3. Wrapping feasibility verdict

A wrapper around dot-dot-register would have to either (a) call it with no target → it mass-scans and writes active rows (rows 1–5), or (b) call it with --dry-run → it performs no write. There is no single-target write mode to wrap (row 3), the success signal is untrustworthy (row 10), and there is no transaction or authority in the code (rows 6–8). Therefore: the contract cannot be satisfied by wrapping the real-run path. Only --dry-run scan/report is wrappable.
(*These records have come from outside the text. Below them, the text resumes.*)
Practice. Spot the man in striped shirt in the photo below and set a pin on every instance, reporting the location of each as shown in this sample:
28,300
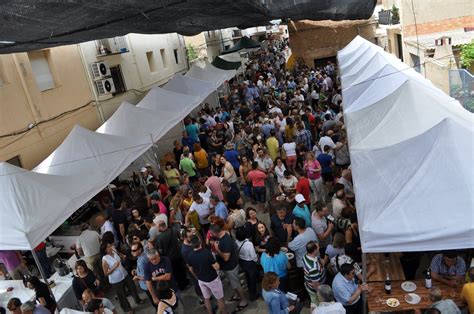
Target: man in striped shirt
314,272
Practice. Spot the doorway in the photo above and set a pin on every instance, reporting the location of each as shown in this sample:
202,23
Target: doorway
399,46
322,62
119,82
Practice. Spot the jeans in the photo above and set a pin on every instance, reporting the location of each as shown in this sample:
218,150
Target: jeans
44,262
259,193
119,289
251,274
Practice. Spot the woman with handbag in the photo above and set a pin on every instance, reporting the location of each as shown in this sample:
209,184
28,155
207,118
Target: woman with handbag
85,279
118,276
247,261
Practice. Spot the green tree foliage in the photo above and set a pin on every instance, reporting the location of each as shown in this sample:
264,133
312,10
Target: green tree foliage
395,15
467,55
192,54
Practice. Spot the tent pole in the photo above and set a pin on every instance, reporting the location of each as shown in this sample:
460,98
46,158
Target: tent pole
155,154
40,268
364,279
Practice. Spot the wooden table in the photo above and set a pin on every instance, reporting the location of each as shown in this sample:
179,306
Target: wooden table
377,297
384,265
274,204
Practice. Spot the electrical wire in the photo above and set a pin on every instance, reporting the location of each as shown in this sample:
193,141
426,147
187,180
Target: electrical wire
416,32
57,117
92,27
373,79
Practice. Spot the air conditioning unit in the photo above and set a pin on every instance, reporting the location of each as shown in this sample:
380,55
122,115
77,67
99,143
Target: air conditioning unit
100,70
105,87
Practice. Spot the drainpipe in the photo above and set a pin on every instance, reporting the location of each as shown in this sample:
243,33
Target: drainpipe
91,85
22,73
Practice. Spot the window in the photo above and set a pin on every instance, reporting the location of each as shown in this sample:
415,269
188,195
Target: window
416,62
163,57
117,77
151,61
41,69
176,57
16,161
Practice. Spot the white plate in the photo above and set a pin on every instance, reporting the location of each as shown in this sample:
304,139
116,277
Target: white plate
408,286
412,298
392,302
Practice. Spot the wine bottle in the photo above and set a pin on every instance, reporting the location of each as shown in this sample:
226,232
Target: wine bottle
388,285
428,279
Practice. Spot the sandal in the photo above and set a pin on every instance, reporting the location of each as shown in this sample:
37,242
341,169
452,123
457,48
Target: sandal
240,307
234,299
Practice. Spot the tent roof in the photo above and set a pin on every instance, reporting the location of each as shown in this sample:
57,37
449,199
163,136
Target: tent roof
31,25
220,63
35,203
244,43
411,150
211,76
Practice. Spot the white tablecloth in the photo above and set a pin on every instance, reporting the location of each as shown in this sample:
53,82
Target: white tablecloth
62,291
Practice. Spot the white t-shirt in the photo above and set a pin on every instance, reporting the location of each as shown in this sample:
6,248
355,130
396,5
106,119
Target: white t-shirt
118,274
289,183
337,207
202,209
326,140
246,250
89,242
290,149
329,308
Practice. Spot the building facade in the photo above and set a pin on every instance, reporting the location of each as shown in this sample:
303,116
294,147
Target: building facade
429,35
317,42
44,93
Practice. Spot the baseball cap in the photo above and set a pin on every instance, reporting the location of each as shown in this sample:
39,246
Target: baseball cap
299,198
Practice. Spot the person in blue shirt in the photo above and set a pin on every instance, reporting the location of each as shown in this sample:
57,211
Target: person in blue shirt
192,130
220,210
274,260
275,299
326,162
301,210
232,156
347,291
139,273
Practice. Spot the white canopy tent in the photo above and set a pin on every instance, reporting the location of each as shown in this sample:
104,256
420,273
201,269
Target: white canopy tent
190,86
35,203
214,77
412,148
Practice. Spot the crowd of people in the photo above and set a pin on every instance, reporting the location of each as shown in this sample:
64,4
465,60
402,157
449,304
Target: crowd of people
204,218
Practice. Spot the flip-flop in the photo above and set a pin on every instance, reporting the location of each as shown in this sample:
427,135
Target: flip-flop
240,307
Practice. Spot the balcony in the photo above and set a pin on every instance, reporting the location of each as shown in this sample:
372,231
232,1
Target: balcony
111,46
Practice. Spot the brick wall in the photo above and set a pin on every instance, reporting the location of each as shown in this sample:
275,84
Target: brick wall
439,26
314,40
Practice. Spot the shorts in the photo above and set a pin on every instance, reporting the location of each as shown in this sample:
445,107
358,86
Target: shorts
213,288
291,161
233,277
327,177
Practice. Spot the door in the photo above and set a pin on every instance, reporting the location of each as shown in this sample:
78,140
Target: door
399,46
119,82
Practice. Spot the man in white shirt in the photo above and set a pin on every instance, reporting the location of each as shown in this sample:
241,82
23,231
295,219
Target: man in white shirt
298,244
88,245
327,140
327,304
203,207
106,225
This forces the RS4A-10 decision REPLACE_FOR_GOVERNED_REGISTRATION + REJECT_CURRENT_REAL_RUN_PATH, with WRAP_ONLY_FOR_DRY_RUN_SCAN_REPORT and REUSE_ONLY_CLASSIFICATION_HELPERS as the only safe residual reuses.

4. Status

• Delta matrix: DELTA_MATRIX_COMPLETE — 24 rows (≥20 required), each line-cited and dispositioned.
• 17/24 deltas are MUST_REPLACE; only 1 row (--dry-run) is wrappable.
• No code, no patch. Gate REGISTRATION_HOLD · CAN_PROCEED = NO.